Six ans plus tard, en 2014, une première histoire tirée du recueil de fables animalières Kalila wa Doumna, La Colombe, Le Renard et le héron voit le jour à Aix, comme « un test » pour la future création, explique-t-il.
Kalila wa Doumna est un grand classique de la littérature arabe, connu de tous les écoliers, comme le sont en France les fables de La Fontaine. « Je connais l'histoire depuis tout petit, j'avais six ans », dit-il.
Le recueil a été écrit au VIIIe siècle pour l'édification des princes. « Ce sont des histoires faites pour réfléchir, elles ont une portée universelle », ajoute-t-il.
« La fable raconte comment on pourrait changer un régime dictatorial sans violence, avec des histoires, de la musique et des chansons », dit-il. Un message pour le monde d'aujourd'hui, souligne Moneim Adwan, qui s'était engagé au moment du printemps arabes avec une série de concerts en 2013 en Jordanie, en Syrie et en Égypte.

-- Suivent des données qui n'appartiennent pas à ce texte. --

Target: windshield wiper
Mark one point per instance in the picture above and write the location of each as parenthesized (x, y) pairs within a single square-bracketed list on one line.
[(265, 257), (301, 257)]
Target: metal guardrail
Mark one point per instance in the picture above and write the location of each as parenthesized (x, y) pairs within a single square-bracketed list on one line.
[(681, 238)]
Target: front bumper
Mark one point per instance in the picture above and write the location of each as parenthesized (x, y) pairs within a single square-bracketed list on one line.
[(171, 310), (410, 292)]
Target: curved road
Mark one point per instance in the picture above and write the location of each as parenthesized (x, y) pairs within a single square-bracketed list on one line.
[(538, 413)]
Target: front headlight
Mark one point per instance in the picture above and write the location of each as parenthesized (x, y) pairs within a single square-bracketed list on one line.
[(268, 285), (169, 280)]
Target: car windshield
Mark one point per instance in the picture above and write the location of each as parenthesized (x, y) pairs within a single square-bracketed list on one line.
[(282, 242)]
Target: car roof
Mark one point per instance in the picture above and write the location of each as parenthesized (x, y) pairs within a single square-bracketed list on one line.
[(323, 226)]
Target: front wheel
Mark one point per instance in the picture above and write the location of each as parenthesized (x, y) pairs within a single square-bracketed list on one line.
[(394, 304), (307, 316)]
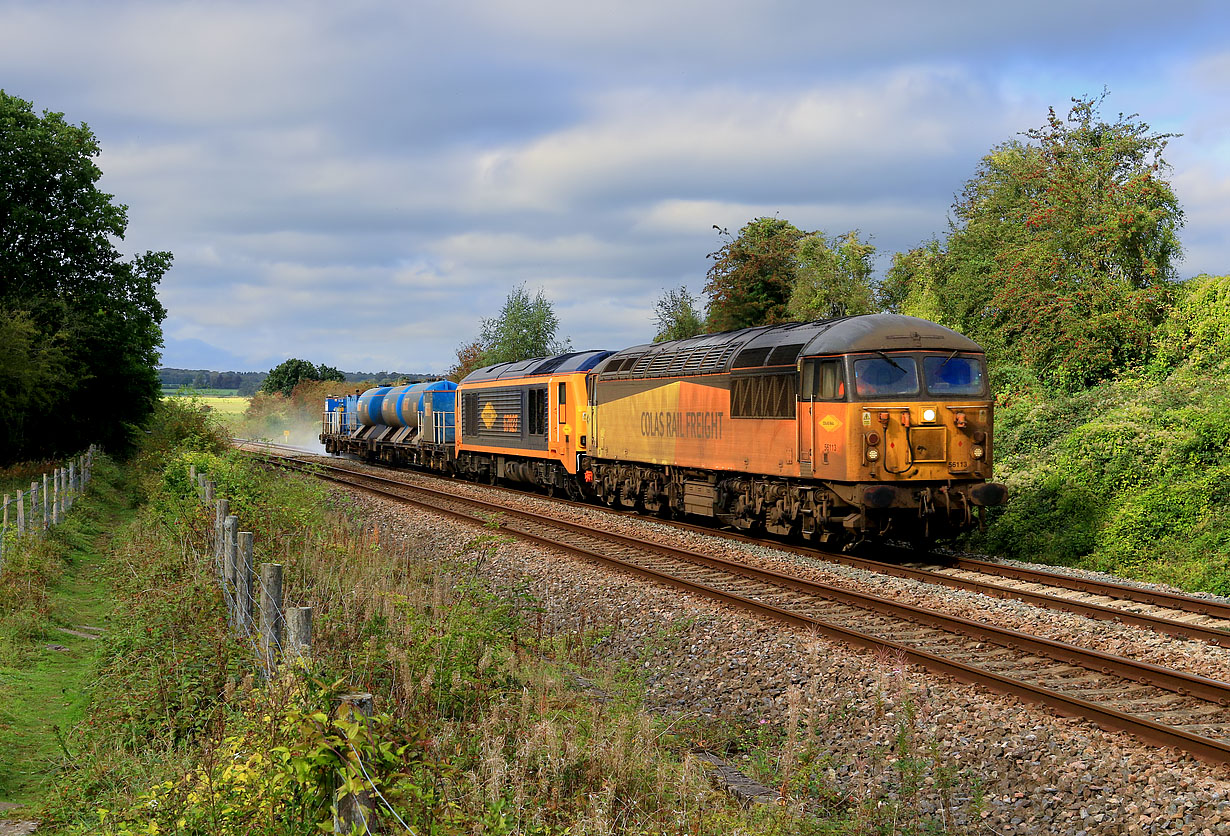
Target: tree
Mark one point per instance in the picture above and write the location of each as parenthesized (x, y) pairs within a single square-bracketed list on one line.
[(753, 276), (677, 316), (62, 276), (833, 278), (913, 285), (469, 358), (284, 376), (1063, 248), (524, 328)]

Repas arabe sur une table française
Sur scène, cinq musiciens et autant de chanteurs racontent l'histoire du roi Lion et de son conseiller, Doumna, ivre de pouvoir. Doumna présente au roi le poète Chatraba, qui lui ouvre les yeux sur son peuple, loin des ors du palais. Jaloux, Doumna susurre dans l'oreille du roi que Chatraba attise la braise de la révolte auprès du peuple. Le poète sera assassiné mais « si vous tuez un poète, il renaîtra en mille chansons », promet le livret.
Pour l'écrire, Moneim Adwan a fait appel au poète syrien Fady Jomar, qui a fait six mois de prison en Syrie, avant de prendre la route de l'exil. « J'ai rencontré Fady sur Facebook et je lui ai demandé d'écrire le livret avec son expérience de la prison. »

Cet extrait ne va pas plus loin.